Le désir peut prendre la forme de chercher quelque chose à manger ou quelque chose dans quoi s’absorber, devenir quelque chose, être uni à quelque chose. Le désir est toujours sur le qui-vive, toujours à la recherche de quelque chose. Cela peut être un objet attractif qui est autorisé pour les moines comme une belle robe, un bol d’aumônes ou de la nourriture délicieuse. Vous pouvez voir l’inclination du mental à vouloir cela, à le toucher, à essayer en quelque sorte de l’obtenir, de l’avoir pour soi, de le posséder, le faire mien, de consommer. C’est cela le désir, c’est une force de la nature que nous devons reconnaître ; il ne faut pas la condamner et dire « Je suis quelqu’un d’horrible parce que j’éprouve du désir ! », parce que c’est une autre manière de renforcer l’ego, n’est-ce pas ? Comme si nous étions supposés ne jamais avoir de désir, comme si les humains ne devaient jamais ressentir de désir pour quoi que ce soit !
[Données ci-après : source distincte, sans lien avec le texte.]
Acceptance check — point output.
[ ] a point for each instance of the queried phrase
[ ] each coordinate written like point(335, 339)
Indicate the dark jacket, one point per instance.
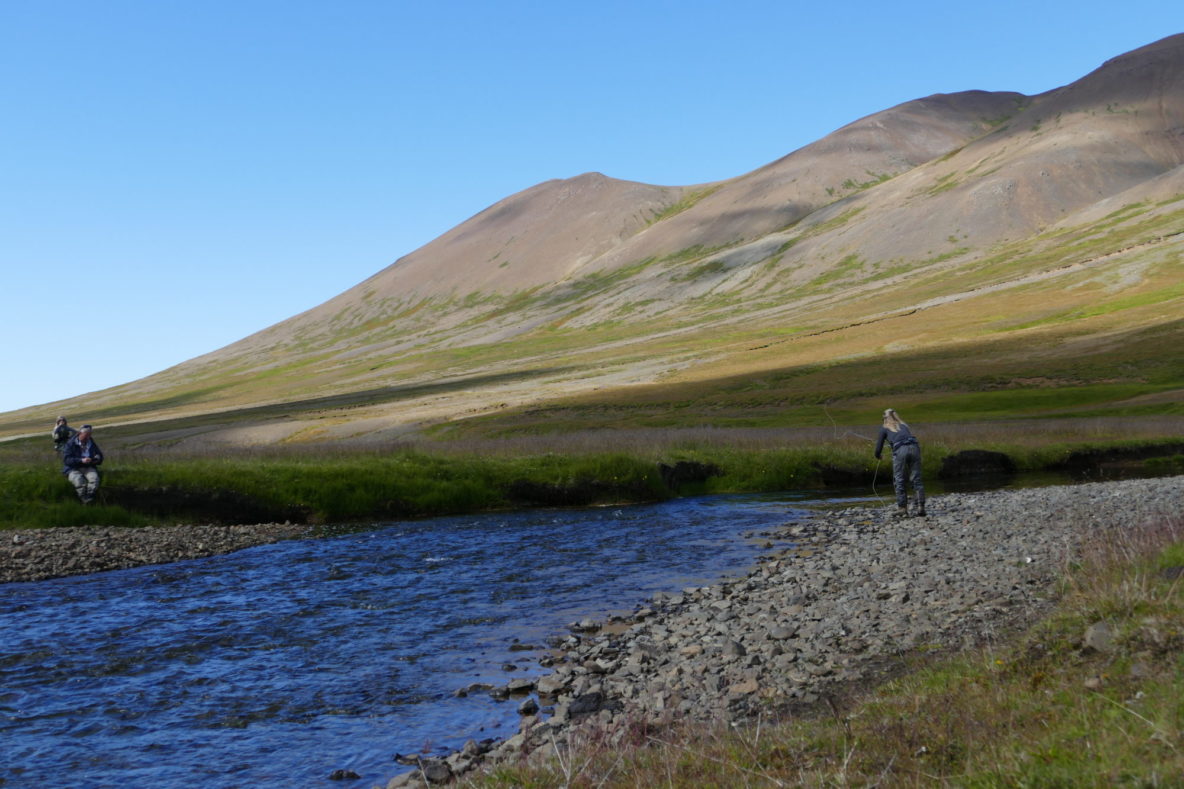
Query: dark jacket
point(896, 440)
point(75, 450)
Ce sont des conditions de la nature que nous devons reconnaître et voir ; non en les condamnant mais en les comprenant. Ainsi on connaît réellement dans le mental le mouvement du désir, de l’avidité, le fait de chercher quelque chose, et le désir de se débarrasser de quelque chose. Vous pouvez être le témoin de cela aussi, vouloir se débarrasser de quelque chose que vous avez, quelque situation ou de la douleur elle-même. « Je veux me débarrasser de mes faiblesses, de mon ennui, de mon agitation, de mon désir. J’ai envie de me débarrasser de tout ce qui m’ennuie. Pourquoi Dieu a-t-il créé les moustiques ? J’ai envie de me débarrasser de tous les insectes. »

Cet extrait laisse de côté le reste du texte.